There is one necessary restriction on the use of PERMDISP, which is that the number of replicate samples per group must exceed n = 2. The reason is that, if there are only two replicates, then, by definition, the distance to the centroid for those two samples must be equal to one another. Consider a single variable and a group with two samples having values of 4 and 6. The centroid (average) in Euclidean space for this group is therefore 5. The distance from sample 1 to the centroid is 1 and the distance from sample 2 to the centroid is also 1. These two values of z are necessarily equal to one another. This will also be the case for other groups having only 2 replicate samples, so the within-group variance of the z’s when n = 2 for all groups will be equal to zero.

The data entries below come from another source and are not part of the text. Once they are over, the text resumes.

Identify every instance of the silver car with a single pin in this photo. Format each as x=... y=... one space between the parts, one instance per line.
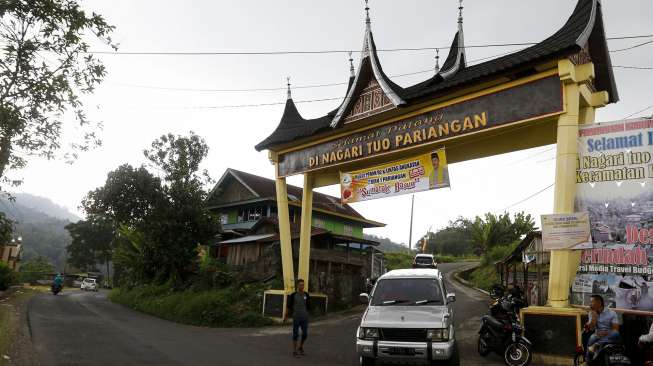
x=409 y=319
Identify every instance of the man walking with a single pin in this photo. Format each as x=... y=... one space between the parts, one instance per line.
x=298 y=307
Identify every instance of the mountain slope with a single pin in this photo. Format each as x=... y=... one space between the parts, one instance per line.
x=41 y=224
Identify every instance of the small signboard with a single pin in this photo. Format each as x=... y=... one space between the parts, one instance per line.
x=566 y=231
x=420 y=173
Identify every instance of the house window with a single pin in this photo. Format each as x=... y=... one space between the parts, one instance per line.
x=348 y=230
x=250 y=214
x=319 y=223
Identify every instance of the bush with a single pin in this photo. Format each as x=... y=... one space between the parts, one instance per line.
x=484 y=277
x=7 y=277
x=227 y=307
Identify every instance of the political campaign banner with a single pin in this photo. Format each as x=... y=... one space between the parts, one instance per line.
x=565 y=231
x=420 y=173
x=614 y=184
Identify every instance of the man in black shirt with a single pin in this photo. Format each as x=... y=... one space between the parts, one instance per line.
x=298 y=307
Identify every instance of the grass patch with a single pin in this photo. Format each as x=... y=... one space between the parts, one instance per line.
x=445 y=258
x=8 y=320
x=484 y=277
x=227 y=307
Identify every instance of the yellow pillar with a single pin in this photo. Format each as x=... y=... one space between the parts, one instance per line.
x=284 y=236
x=305 y=230
x=564 y=263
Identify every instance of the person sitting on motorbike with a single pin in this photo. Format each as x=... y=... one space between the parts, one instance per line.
x=646 y=339
x=58 y=281
x=603 y=322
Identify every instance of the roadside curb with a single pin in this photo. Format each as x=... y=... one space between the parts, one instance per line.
x=464 y=282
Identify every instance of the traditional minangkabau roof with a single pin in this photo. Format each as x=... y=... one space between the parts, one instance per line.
x=264 y=189
x=583 y=32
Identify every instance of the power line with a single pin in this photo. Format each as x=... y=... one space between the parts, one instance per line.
x=633 y=47
x=313 y=86
x=309 y=86
x=529 y=197
x=301 y=52
x=640 y=111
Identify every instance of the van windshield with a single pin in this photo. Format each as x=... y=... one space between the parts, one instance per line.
x=423 y=260
x=407 y=291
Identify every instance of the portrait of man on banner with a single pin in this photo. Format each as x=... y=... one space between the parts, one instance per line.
x=440 y=174
x=416 y=174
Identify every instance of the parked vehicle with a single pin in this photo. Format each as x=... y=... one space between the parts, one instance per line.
x=501 y=331
x=425 y=261
x=89 y=284
x=607 y=354
x=409 y=319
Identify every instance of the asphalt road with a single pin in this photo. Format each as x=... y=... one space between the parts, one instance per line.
x=79 y=328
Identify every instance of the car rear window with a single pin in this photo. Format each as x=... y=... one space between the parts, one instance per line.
x=406 y=291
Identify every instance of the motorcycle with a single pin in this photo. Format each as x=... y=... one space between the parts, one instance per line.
x=501 y=331
x=607 y=354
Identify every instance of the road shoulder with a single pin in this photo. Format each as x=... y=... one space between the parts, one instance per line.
x=15 y=336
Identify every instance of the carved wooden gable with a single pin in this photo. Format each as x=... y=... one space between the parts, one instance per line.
x=372 y=100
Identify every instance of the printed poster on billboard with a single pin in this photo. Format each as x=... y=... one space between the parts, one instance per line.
x=614 y=184
x=420 y=173
x=565 y=231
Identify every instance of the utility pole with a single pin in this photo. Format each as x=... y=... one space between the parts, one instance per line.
x=410 y=233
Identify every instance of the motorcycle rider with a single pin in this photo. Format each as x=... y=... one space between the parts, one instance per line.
x=603 y=322
x=58 y=281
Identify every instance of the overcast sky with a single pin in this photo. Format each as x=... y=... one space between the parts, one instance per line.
x=133 y=116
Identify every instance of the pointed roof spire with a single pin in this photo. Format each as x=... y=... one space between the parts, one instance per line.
x=352 y=71
x=457 y=59
x=368 y=22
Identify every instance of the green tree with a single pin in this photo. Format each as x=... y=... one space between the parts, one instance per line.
x=91 y=242
x=33 y=270
x=161 y=222
x=6 y=228
x=44 y=68
x=454 y=239
x=128 y=196
x=498 y=230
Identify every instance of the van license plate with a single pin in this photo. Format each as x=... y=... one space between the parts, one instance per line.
x=621 y=359
x=401 y=351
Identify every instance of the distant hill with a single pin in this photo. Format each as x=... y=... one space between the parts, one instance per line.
x=386 y=244
x=45 y=206
x=41 y=224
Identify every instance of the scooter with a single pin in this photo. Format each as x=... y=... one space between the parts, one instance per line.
x=606 y=354
x=501 y=331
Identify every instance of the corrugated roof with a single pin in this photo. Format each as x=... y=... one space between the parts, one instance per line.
x=266 y=188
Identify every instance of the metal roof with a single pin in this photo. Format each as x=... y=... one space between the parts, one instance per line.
x=247 y=239
x=412 y=273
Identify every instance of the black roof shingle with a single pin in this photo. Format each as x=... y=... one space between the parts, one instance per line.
x=583 y=29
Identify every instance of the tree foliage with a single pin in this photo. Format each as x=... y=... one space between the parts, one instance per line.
x=91 y=242
x=6 y=228
x=44 y=69
x=498 y=230
x=33 y=270
x=161 y=222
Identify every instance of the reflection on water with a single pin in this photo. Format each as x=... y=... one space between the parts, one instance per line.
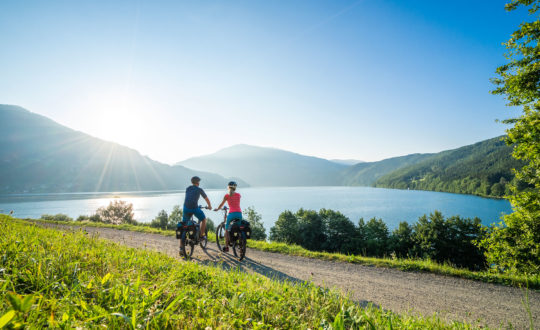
x=391 y=205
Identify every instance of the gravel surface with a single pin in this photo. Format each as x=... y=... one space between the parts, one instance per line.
x=451 y=298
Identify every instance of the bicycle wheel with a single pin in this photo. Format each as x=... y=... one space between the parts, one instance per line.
x=239 y=247
x=220 y=236
x=204 y=241
x=183 y=241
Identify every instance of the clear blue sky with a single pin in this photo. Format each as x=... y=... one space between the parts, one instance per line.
x=365 y=79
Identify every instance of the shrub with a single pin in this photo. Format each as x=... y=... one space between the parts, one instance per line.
x=161 y=221
x=117 y=212
x=255 y=220
x=56 y=217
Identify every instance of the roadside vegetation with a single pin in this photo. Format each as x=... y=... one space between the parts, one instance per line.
x=344 y=230
x=50 y=278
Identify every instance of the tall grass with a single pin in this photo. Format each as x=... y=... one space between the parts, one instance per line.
x=423 y=265
x=50 y=278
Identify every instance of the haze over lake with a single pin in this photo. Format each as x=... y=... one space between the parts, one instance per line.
x=391 y=205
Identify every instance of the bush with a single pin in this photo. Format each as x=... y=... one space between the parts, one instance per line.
x=255 y=220
x=285 y=229
x=117 y=212
x=451 y=239
x=161 y=221
x=56 y=217
x=434 y=237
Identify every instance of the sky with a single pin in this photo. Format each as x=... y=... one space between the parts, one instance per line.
x=366 y=80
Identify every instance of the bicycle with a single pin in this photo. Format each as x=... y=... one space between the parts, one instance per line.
x=188 y=232
x=238 y=234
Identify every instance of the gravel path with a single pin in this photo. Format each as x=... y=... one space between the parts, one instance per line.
x=402 y=292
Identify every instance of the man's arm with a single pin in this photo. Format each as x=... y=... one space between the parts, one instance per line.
x=208 y=202
x=221 y=205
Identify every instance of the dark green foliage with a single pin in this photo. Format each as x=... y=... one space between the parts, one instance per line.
x=311 y=230
x=451 y=240
x=56 y=217
x=255 y=220
x=161 y=221
x=117 y=212
x=341 y=234
x=285 y=229
x=401 y=242
x=514 y=245
x=443 y=240
x=484 y=168
x=376 y=239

If the within-group variance is equal to zero, then the F statistic will be infinite, so the test loses all meaning. Clearly, the test is also meaningless for a group with n = 1, which will have only a single z value of zero. Thus, if the sample size for any of the groups is n ≤ 2, then the PERMDISP routine will issue a warning accordingly. Although test results are meaningless in such cases, the individual deviations (the z’s) can nevertheless still be examined and compared in their value across the different groups, if desired. More generally, the issue here is the degree of correlation among values of z, which increases the smaller the sample size. Levene (1960) showed the degree of correlation is of order n-2 which, he suggested, will probably not have a serious effect on the distribution of the F statistic. We suggest that formal tests using PERMDISP having within-group sample sizes less than n = 10 should be viewed with some caution and those having sample sizes less than n = 5 should probably be avoided, though (as elsewhere) further simulation studies for realistic multivariate cases would be helpful in refining such rules-of-thumb.